両政府は、二国間委員会が決裂したのを受け、バスケス大統領(Tabaré Vázquez)とキルチネル大統領(Néstor Kirchner)は双方に代理をたて(ウ側はフェルナンデス大統領府長官 Gonzalo Fernández、亜側はフェルナンデス首相 Alberto Fernández)交渉を開始した。しかし、ウルグアイ側は亜政府に橋梁封鎖解除を要請し、亜側はハーグ国際裁判所に提訴する構えを見せるなど、両者の歩み寄りは見られず、問題の解決の糸口は見つかっていない。
(2)米国との二国間FTA交渉
アストリ経済財務大臣は当国週刊紙「ブスケダ」(1月5日付)のインタビューで、ウルグアイが米国及び中国とのFTA締結の可能性を模索する旨発言し、与党内部を含め国内外に波紋が広がった。中でも、ガルガノ外相(Reinaldo Gargano)はタイアナ亜外相(Jorge Taiana)に電話で右可能性を否定し、社会党や共産党は反対を唱えるなど与党内で激しい反発が起こった。

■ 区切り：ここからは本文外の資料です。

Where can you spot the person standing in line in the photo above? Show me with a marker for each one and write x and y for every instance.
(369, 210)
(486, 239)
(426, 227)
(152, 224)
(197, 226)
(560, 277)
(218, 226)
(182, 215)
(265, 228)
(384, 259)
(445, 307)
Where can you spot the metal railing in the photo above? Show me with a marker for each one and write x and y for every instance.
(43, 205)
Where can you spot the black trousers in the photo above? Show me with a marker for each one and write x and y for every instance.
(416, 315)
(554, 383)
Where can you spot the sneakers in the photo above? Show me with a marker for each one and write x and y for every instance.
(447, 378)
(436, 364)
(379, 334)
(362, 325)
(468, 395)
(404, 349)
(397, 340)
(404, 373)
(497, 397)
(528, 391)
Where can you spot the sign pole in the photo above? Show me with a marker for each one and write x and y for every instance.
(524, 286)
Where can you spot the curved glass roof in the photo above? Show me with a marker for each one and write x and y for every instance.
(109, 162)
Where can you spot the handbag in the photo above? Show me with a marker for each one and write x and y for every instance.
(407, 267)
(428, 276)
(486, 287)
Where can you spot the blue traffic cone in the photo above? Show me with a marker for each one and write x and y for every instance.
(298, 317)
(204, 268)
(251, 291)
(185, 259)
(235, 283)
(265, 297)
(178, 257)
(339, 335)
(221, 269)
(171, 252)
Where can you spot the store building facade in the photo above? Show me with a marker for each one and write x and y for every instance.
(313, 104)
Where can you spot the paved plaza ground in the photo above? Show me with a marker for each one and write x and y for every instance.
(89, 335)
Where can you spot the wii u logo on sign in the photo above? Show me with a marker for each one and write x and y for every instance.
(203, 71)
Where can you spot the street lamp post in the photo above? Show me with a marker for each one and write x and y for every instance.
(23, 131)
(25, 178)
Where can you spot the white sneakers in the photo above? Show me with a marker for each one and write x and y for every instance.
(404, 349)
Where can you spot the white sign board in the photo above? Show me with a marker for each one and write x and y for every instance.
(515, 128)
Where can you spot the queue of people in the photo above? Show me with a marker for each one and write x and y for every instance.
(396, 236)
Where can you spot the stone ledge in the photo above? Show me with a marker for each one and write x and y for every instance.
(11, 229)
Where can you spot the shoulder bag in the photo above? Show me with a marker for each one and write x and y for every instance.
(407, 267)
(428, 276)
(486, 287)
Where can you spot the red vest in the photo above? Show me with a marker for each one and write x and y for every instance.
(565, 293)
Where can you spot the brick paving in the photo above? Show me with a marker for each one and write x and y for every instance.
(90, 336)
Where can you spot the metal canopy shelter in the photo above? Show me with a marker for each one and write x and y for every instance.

また、アモリン伯外相(Celso Amorim)が、メルコスール正式加盟国がバイで域外の諸国・ブロックとFTA締結の交渉を行うことはあり得ない旨発言するなど、亜・伯政府要人からウルグアイがメルコスールの*「4+1」対外交渉原則を反故にすること、あるいは、メルコスールを脱退することを懸念する声が挙がった。
*「4+1」対外交渉とは、正規加盟4カ国が一丸となってメルコスール域外の国あるいは地域ブロックと交渉することを指す。
(3)要人往来等
(イ)1月7日、ハイチのPKO部隊が200名増員された。
(ロ)2月2日、ガルガノ外相は、ブラジリアを訪問しアモリン伯外相と会談した。ガルガノ外相は記者会見で、ウルグアイは先の伯亜大統領会談で合意された競合適応メカニズム(MAC)を受け容れる用意がある旨表明した。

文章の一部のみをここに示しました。